AK Parti’nin çıkardığı Tarım Kanunu’na CHP’nin de destek verdiğini hatırlatan Sındır, “Bu kanunun 21’ncimaddesi, “Tarıma aktarılacak destekler milli gelirin yüzde 1’inden az olamaz” der. 2019 yılında hükümet daha doğrusu Erdoğan, tarımsal destekleme için ayrılan rakam 16.9 milyar lira. 2019 yılı GSYH  tahmini ise 4 trilyon 242 milyar lira. Bunun yüzde1’i 42.5 milyar lira yapar. Kanuna göre 42.5 milyar lira destek verilmesi gerekirken 16.9 milyar lira. Bir de lütufkar  bir dille bunu helal-hoş diye anlatıyor. Yasanın emrettiği oran verilmiyor” dedi.“PARTİMİZİ, BAŞKANIMIZI TERÖRİST İLAN ETMEK NAFİLE ÇABA”
AK Parti ile MHP’nin dün ortaklaşa gerçekleştirdiği Cumhur İttifakı Mitingi hakkında da değerlendirmelerde bulunan Sındır şu ifadeleri kullandı:

“Buraya gelirken de o yol afişlerini gördük. Bornova’dan itibaren miting alanına gider tabelaları vardı. İzmirliler Gündoğdu Meydanı’nı bilir, tüm mitingler burada yapılır herkes bilir. Üslubuyla siyasi mesaj vermekten bir yana kendisinden olmayan herkesi, çok ağır hakaretvari sözlerle, ağzından kin dili eksik olmadan, devlet imkanı kullanılarak bu güne kadar gelindi. 70-80 bin kişi vardı veya yoktu ama bir çok vatandaş katıldı ve İzmir’e hakaretvari sözler sarf edildi.
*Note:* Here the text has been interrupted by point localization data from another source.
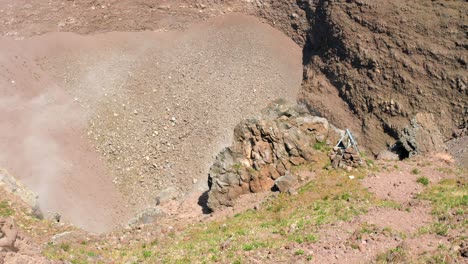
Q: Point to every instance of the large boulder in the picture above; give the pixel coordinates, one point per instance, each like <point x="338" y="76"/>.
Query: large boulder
<point x="264" y="150"/>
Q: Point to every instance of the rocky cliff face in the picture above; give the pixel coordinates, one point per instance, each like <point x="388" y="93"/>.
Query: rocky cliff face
<point x="374" y="65"/>
<point x="265" y="149"/>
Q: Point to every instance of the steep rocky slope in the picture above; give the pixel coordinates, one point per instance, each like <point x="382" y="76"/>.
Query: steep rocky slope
<point x="368" y="65"/>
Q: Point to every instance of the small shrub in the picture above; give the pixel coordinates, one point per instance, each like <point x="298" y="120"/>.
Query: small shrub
<point x="423" y="180"/>
<point x="5" y="209"/>
<point x="394" y="255"/>
<point x="147" y="254"/>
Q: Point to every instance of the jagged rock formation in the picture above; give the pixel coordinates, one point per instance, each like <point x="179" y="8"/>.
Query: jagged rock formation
<point x="264" y="149"/>
<point x="8" y="234"/>
<point x="421" y="136"/>
<point x="345" y="158"/>
<point x="10" y="184"/>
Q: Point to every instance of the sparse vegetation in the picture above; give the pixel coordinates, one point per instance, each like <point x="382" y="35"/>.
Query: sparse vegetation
<point x="423" y="180"/>
<point x="394" y="255"/>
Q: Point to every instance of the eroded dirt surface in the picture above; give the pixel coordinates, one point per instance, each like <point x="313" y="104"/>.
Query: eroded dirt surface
<point x="138" y="114"/>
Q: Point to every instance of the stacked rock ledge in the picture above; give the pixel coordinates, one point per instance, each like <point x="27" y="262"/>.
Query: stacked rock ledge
<point x="264" y="150"/>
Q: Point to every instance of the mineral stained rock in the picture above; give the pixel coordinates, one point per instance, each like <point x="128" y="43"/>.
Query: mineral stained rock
<point x="265" y="149"/>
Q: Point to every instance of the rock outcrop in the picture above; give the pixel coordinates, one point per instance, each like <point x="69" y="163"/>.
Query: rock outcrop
<point x="421" y="136"/>
<point x="265" y="149"/>
<point x="345" y="158"/>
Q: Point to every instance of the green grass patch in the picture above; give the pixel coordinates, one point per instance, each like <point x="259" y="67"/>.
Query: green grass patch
<point x="449" y="199"/>
<point x="394" y="255"/>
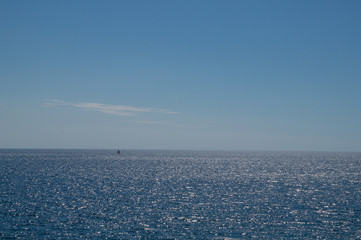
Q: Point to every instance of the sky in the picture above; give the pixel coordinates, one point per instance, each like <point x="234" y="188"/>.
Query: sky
<point x="181" y="74"/>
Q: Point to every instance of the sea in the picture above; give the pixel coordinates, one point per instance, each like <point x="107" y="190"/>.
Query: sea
<point x="151" y="194"/>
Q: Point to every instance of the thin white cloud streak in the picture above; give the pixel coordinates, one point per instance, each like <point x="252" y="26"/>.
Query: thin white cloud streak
<point x="119" y="110"/>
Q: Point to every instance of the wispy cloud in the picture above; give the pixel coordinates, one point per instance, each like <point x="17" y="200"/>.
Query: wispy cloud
<point x="119" y="110"/>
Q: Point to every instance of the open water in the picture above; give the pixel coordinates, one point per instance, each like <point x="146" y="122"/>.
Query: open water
<point x="88" y="194"/>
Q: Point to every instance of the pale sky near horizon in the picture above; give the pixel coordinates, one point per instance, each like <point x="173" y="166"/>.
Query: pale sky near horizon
<point x="215" y="75"/>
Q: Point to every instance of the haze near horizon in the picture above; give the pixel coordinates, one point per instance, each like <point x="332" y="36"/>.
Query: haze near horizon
<point x="230" y="75"/>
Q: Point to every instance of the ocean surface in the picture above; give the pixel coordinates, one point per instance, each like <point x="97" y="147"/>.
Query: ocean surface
<point x="99" y="194"/>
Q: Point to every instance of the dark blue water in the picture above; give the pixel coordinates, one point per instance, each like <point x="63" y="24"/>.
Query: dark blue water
<point x="73" y="194"/>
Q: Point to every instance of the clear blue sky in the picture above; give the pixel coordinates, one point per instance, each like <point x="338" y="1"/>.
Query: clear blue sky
<point x="230" y="75"/>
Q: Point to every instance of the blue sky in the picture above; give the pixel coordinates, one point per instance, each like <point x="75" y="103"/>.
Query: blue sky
<point x="225" y="75"/>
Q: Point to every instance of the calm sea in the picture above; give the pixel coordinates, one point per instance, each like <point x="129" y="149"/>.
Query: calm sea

Erdoğan’ın gelip Partimizi, başkanımızı terörist ilan etmesini nafile bir çaba olarak görüyorum. Biz dinlediğimizde bu kadar olmaz dedik. Toplumu bu kadar kutuplaştırıcı bu kadar hakaret dili kullanmamalı diye düşündük. Cumhurbaşkanı kimliği ile böyle bir dil ile, benden olanlar iyi, benden olmayanlar terörist söylemleri olmamalıdır. Devletin başı olan kişinin devletin tüm evlatlarına, birleştirici bir dil kullanması gerekir diye düşünüyorum. Erdoğan dünü inkar ederek bugün rahatlıkla bugün farklı söylemlerde konuşabiliyor. Erdoğan’ın konuşmasıyla Tunç Soyer’in de oyu oldukça artmıştır diye düşünüyorum. Çünkü İzmir bu dili sevmiyor. İzmir kardeşliği seviyor, demokrasiyi seviyor. İzmir demokrat bir kent, bu tür söylemlere asla prim vermez.”

“İSTANBUL VE ANKARA’YA İHANET ETTİK DİYEN ERDOĞAN, İZMİR’E DİL UZATAMAZ”
Bütün bakanlıklar düzeyinde İzmir’e yapılan yatırımların ülke genelinin yarısından az olduğunu belirten Sındır, Erdoğan’ın gerçekleştirilen mitingde İZBAN’ı biz yaptık sözleri üzerine, “Sadece sinyalizasyon devlet tarafından yapılıyor. Tüm vagonlar, istasyonlar belediye tarafından yapıldı. Üstelik TCDD belediyeden raylar için hat kirası alıyor. Ve bu bedel sinyalizasyon bedelinin bile üzerinde bir bedel yıllık kira olarak. Kandırmasınlar İzmir’i. İstanbul’u ve Ankara’yı betonlaştırdık, ihanet ettik diyen Tayyip Erdoğan’ın gelip İzmir’e dil uzatmaya hiçbir hakkı olamaz.Ben isterim ki bu ülkenin Cumhurbaşkanı ‘Ey halkım, önümüzde seçimler var, el birliğiyle kol kola, hangi düşüncede olursanız olun gidelim, yüzde 100 katılımla sandıkları patlatalım, hangi düşünce öne çıkarsa başımın üstünde yeri vardır. Biz bu ülkede birlikte mücadele ettik, bizi birbirimizden ayrıştıramazlar’ desin. Bu söylemin yönetimde egemen olduğu bir ülke hayal ediyoruz” diye konuştu.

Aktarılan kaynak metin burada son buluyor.